Well now if you drive for Lyft as well as Uber keeping records on a calendar year basis got a whole lot harder since Lyft is hiding what the passenger pays from us. Glad I did my first year based on a fiscal year.


----------



## B - uberlyftdriver (Jun 6, 2017)

stride drive does it for me 
and sends me a report to my email


----------



## Hornplayer (Jan 17, 2019)

Launchpad McQuack said:


> It's December 31st. Just a friendly reminder to everybody to record your end-of-2019 / beginning-of-2020 odometer reading tonight (assuming that you operate on a calendar year and not a fiscal year).


I saw that request on my phone on Dec. 31. But I didn't have a chance to enter the year-end odometer reading that day.

Now it's Jan. 2, 2020. How do I enter the year-end odometer reading for the last day of Dec. 2019? Or _where_ should I enter it?


----------



## JaxUberLyft (Jan 9, 2019)

You just need it for tax return. Make an honest reasonable guess at what it was. If you are off by a few miles there is no way anyone anywhere would know or care.


----------



## lyft_rat (Jul 1, 2019)

Launchpad McQuack said:


> It's December 31st. Just a friendly reminder to everybody to record your end-of-2019 / beginning-of-2020 odometer reading tonight (assuming that you operate on a calendar year and not a fiscal year).


The Uber tax year ended on Dec. 29. Earnings on the 30 and 31 will be paid in the 2020 tax year.


----------



## Friendly Jack (Nov 17, 2015)

lyft_rat said:


> The Uber tax year ended on Dec. 29. Earnings on the 30 and 31 will be paid in the 2020 tax year.


Mileage is nonetheless deductible in the year incurred and not directly tied to associated earnings.


----------



## lyft_rat (Jul 1, 2019)

Friendly Jack said:


> Mileage is nonetheless deductible in the year incurred and not directly tied to associated earnings.


True. But to keep things simpler in my books, the miles I drove on the week of Dec 30, I say all occurred in the new year. I can say that if I want.


----------



## LD598 (Aug 24, 2016)

lyft_rat said:


> True. But to keep things simpler in my books, the miles I drove on the week of Dec 30, I say all occurred in the new year. I can say that if I want.

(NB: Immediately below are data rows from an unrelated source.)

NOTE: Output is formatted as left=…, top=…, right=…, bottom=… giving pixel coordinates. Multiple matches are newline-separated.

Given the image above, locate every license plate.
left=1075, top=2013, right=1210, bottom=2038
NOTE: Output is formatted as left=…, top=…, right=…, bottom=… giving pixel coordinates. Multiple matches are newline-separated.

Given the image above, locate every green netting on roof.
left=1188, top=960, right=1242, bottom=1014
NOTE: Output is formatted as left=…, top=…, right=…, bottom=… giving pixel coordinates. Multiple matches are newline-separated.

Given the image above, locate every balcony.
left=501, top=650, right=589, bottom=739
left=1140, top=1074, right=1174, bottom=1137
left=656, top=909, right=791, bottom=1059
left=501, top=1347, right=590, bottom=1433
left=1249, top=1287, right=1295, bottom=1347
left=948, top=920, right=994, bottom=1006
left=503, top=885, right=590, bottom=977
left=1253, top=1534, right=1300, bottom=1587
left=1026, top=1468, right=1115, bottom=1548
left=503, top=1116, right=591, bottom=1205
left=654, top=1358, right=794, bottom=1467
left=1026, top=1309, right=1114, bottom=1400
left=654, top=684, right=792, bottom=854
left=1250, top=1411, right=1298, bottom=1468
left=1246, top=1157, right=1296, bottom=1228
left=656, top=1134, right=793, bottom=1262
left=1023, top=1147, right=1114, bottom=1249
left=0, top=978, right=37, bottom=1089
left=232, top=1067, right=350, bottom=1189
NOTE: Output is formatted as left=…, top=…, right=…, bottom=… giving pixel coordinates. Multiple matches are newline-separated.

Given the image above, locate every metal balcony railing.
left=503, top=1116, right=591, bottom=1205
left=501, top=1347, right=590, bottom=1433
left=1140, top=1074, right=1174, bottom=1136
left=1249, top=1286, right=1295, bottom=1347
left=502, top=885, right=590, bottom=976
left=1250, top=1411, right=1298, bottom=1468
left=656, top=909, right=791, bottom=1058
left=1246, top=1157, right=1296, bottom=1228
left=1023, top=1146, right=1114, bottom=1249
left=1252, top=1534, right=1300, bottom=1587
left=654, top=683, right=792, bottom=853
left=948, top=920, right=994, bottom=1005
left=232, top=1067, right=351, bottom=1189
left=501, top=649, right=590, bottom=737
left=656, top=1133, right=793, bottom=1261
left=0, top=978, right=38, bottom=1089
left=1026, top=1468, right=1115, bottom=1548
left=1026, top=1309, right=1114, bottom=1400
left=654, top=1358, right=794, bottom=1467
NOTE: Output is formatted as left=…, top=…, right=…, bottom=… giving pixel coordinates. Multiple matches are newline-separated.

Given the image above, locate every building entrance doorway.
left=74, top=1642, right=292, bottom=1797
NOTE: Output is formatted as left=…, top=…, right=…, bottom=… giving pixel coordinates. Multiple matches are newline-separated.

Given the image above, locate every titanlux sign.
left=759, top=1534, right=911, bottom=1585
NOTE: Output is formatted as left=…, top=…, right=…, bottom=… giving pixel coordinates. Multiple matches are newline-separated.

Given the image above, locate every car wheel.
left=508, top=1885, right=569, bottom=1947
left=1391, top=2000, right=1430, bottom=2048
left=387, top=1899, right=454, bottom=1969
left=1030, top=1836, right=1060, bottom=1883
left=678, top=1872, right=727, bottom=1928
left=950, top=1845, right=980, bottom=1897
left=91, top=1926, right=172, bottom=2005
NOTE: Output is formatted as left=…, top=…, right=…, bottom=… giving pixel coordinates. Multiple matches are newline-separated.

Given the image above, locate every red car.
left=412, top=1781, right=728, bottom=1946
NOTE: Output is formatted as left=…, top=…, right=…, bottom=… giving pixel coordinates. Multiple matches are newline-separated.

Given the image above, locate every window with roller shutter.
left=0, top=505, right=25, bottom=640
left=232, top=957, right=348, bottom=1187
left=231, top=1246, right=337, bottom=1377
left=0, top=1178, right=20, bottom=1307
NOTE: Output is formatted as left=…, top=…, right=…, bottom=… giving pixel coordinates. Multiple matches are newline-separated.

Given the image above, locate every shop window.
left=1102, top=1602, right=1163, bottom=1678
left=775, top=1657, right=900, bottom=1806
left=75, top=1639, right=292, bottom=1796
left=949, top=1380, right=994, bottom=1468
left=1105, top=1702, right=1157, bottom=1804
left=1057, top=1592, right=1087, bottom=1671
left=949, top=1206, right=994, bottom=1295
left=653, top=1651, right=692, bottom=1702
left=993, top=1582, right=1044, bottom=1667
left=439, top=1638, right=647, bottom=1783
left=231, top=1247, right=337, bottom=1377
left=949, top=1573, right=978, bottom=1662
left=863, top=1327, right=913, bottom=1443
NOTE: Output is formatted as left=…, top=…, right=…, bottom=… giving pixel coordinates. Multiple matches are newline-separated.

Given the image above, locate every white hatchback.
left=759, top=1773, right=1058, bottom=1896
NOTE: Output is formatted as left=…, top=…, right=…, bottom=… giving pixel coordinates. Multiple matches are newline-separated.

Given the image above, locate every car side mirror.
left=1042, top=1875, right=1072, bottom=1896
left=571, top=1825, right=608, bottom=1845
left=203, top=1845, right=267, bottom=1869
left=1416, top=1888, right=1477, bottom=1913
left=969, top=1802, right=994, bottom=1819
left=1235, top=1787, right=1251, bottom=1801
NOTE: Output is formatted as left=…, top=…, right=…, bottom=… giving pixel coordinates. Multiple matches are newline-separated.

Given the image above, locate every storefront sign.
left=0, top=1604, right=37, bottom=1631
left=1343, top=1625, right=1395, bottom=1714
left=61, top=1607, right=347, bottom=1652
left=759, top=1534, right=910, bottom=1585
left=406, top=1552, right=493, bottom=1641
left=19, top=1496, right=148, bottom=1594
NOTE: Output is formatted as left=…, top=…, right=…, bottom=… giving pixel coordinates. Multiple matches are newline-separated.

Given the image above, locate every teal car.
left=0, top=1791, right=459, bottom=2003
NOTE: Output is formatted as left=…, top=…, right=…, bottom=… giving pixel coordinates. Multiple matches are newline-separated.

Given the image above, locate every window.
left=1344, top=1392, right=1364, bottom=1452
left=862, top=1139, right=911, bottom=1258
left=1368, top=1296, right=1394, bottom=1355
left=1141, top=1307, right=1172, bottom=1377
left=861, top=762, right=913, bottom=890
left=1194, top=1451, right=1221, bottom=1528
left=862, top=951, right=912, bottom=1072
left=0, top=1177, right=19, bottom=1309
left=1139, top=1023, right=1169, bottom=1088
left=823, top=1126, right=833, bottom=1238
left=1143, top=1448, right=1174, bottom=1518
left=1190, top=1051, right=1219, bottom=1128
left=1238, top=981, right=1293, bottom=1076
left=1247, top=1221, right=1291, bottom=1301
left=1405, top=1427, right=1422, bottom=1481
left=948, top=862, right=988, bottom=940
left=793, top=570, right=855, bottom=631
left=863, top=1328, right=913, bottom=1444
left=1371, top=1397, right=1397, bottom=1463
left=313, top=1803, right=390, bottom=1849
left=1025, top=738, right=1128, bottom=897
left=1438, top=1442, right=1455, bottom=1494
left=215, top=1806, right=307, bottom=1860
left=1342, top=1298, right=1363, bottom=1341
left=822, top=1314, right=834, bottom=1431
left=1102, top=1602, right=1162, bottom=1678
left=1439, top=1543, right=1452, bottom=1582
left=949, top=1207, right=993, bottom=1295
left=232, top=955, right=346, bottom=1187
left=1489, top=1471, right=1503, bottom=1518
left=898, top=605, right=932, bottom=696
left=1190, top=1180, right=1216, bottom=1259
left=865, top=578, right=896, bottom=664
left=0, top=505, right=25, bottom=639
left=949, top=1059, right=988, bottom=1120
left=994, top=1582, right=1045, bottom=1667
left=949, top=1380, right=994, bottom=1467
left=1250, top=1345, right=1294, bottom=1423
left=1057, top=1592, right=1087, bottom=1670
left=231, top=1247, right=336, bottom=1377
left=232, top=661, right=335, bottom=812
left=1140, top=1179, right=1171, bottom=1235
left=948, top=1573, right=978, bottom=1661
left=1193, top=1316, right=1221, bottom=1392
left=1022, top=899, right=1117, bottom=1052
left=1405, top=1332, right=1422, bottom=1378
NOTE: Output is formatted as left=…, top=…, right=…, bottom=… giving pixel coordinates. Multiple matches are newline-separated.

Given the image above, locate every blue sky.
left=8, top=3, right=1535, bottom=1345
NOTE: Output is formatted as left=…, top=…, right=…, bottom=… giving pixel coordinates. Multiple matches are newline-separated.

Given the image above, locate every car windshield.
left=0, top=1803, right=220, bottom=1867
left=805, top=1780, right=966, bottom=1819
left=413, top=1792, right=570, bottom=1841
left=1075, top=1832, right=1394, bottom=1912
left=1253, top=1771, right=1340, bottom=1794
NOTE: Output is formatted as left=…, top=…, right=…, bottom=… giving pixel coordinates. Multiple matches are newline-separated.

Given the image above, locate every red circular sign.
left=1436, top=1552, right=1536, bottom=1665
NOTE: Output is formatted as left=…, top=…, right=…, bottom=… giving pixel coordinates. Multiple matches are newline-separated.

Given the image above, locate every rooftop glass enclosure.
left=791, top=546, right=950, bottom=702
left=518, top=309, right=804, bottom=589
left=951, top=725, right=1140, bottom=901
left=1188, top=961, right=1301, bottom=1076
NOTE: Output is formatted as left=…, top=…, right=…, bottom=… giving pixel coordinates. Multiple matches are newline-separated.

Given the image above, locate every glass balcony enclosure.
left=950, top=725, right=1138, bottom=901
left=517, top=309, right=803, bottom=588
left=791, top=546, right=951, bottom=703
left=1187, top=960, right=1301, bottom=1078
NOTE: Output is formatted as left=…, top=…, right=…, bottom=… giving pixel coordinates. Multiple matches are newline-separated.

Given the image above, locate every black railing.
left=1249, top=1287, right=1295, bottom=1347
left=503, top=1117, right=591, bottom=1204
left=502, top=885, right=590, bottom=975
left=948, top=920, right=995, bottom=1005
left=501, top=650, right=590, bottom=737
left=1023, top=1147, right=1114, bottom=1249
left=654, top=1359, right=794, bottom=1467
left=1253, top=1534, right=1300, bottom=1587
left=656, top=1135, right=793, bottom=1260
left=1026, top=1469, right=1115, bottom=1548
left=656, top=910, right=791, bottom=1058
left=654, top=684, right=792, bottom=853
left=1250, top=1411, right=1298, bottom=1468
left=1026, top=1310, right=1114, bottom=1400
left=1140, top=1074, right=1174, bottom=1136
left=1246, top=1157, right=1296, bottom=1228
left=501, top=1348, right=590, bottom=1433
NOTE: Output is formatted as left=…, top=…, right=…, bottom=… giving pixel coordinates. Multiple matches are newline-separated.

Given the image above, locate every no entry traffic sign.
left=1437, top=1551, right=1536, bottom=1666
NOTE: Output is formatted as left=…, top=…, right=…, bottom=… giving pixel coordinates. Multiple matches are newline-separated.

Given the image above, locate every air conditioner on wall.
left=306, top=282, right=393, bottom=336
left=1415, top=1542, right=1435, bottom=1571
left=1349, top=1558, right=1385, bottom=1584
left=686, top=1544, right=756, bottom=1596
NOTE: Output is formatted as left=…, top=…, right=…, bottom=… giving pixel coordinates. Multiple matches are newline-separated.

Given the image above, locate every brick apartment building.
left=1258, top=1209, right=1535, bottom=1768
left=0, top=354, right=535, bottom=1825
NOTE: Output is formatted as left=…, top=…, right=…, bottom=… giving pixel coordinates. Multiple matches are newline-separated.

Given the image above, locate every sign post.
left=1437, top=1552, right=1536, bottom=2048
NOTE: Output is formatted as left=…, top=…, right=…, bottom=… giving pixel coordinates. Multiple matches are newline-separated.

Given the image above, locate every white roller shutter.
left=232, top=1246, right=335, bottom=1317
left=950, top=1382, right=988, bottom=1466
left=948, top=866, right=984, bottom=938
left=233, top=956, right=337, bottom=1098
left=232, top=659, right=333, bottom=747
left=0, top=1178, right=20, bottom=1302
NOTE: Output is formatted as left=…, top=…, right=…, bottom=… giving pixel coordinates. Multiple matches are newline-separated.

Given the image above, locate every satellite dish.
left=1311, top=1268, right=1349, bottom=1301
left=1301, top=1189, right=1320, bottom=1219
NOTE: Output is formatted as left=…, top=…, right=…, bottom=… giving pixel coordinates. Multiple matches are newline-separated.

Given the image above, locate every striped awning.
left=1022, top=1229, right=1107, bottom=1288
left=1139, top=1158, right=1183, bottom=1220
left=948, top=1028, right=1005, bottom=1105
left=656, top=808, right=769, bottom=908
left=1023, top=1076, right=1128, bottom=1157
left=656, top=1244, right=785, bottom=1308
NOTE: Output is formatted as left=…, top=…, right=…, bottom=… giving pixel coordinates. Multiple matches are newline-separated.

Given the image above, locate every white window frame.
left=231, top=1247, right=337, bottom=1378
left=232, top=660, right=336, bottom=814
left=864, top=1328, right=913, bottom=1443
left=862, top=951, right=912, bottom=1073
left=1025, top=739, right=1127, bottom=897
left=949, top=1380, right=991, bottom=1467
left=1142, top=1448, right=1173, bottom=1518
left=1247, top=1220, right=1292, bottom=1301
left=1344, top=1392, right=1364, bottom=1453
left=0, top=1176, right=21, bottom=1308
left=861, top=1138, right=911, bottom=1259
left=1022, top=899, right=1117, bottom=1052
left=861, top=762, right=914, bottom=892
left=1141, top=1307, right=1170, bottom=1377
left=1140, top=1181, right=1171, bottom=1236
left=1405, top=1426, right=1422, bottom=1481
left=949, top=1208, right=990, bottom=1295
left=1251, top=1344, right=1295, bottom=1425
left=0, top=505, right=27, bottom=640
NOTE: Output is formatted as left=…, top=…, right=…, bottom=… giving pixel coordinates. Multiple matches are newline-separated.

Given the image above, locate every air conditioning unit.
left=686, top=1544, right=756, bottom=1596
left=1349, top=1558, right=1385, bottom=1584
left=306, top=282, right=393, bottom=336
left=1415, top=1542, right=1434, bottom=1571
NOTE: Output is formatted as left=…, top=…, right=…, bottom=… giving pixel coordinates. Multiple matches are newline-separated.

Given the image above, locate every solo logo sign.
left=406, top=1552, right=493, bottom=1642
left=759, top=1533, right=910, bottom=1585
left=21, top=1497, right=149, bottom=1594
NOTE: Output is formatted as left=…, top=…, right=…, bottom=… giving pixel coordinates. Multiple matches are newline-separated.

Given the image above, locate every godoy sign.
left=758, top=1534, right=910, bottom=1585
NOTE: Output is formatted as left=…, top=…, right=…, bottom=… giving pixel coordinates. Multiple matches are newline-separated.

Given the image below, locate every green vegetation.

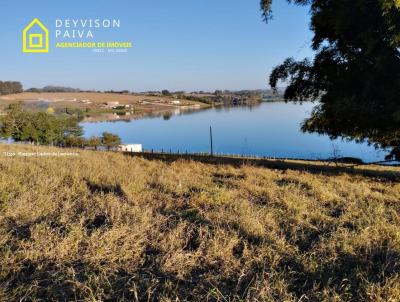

You can.... until the IRS asks for your mileage log and wants to know why miles driven in 2019 are being used for your 2020 expenses. The end of the year accounting with these companies is annoying for sure, but I'd still deduct all miles driven in 2019 on your 2019 tax return, even if you're not getting paid for that work until 2020.


----------



## lyft_rat (Jul 1, 2019)

LD598 said:


> You can.... until the IRS asks for your mileage log and wants to know why miles driven in 2019 are being used for your 2020 expenses. The end of the year accounting with these companies is annoying for sure, but I'd still deduct all miles driven in 2019 on your 2019 tax return, even if you're not getting paid for that work until 2020.


Ha ha I said I log that whole week after Jan 1. My log is clean.


----------